The atemporalist argument is that God *acting* in time does not entail God *being* in time. This seems to be identical to what you are saying, and if that is true, then why use a term that is not as prevalent in the literature to make the same point? Just wondering.


----------



## panta dokimazete

BrianLanier said:


> Well if you ground ethics in God's nature, then neither would be appropriate. Then you could ask, is God supra-his-nature?



"Moral" and "ethical" are words developed to define human characteristics - it is anthropomorphic to use them to describe God. *Supra-* takes the conversation/debate to the next level.



> BTW, who uses 'supra-temporal' to discribe the relationship that God has to time? I don't remember seeing it in the discussions I've read (though I could have easily forgot or just haven't read enough!).
> 
> The atemporalist argument is that God *acting* in time does not entail God *being* in time. This seems to be identical to what you are saying, and if that is true, then why use a term that is not as prevalent in the literature to make the same point? Just wondering.

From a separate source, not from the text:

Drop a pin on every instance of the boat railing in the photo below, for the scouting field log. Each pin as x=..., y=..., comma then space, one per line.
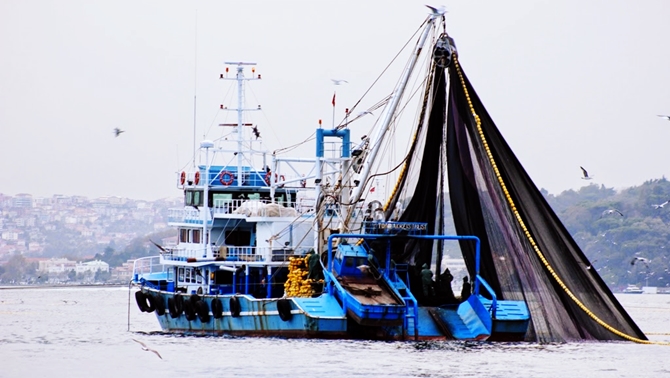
x=494, y=300
x=145, y=266
x=185, y=215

Mostly to move the conversation from an elemental characteristic discussion to a sovereignty discussion.


----------



## BrianLanier

jdlongmire said:


> BrianLanier said:
> 
> 
> 
> Well if you ground ethics in God's nature, then neither would be appropriate. Then you could ask, is God supra-his-nature?
> 
> 
> 
> 
> "Moral" and "ethical" are words developed to define human characteristics - it is anthropomorphic to use them to describe God. *Supra-* takes the conversation/debate to the next level.
> 
> 
> 
> 
> BTW, who uses 'supra-temporal' to discribe the relationship that God has to time? I don't remember seeing it in the discussions I've read (though I could have easily forgot or just haven't read enough!).
> 
> The atemporalist argument is that God *acting* in time does not entail God *being* in time. This seems to be identical to what you are saying, and if that is true, then why use a term that is not as prevalent in the literature to make the same point? Just wondering.
> 
> Click to expand...
> 
> 
> Mostly to move the conversation from an elemental characteristic discussion to a sovereignty discussion.
Click to expand...


Is 'good' a moral term? Is God good by nature? If so, then God is moral *by nature*. I know that there are arguments that claim that God is not 'good' in the 'moral' sense and so we can't predicate moral terms to God, I am just not sure I buy it.

I still see no point to using the term 'supra'-temporal to denote a concept that is identical with the already accepted term 'atemporal'. It can create unnecessary confusion and therefore should not be preferred. in my opinion. However, I do like the fact that you are trying to direct conversations toward discussing our Lord's sovereignty!!


----------



## Anton Bruckner

Spear Dane said:


> I was reading a medieval history and came across St. Peter Damian, who wrote _On Divine Omnipotence_. Essentially he argued that God was so sovereign he could go back in time. Has anyone else explored this type of statement?


But time is what was. It no longer exists. How can God go to something that doesn't exist? He would have to re-ordain it, and then it would become the present. The whole thing is illogical. Burn that book.


----------



## RamistThomist

I am surprised no one raised Possible World Semantics. That could solve one area of it.


----------



## Anton Bruckner

Spear Dane said:


> I am surprised no one raised Possible World Semantics. That could solve one area of it.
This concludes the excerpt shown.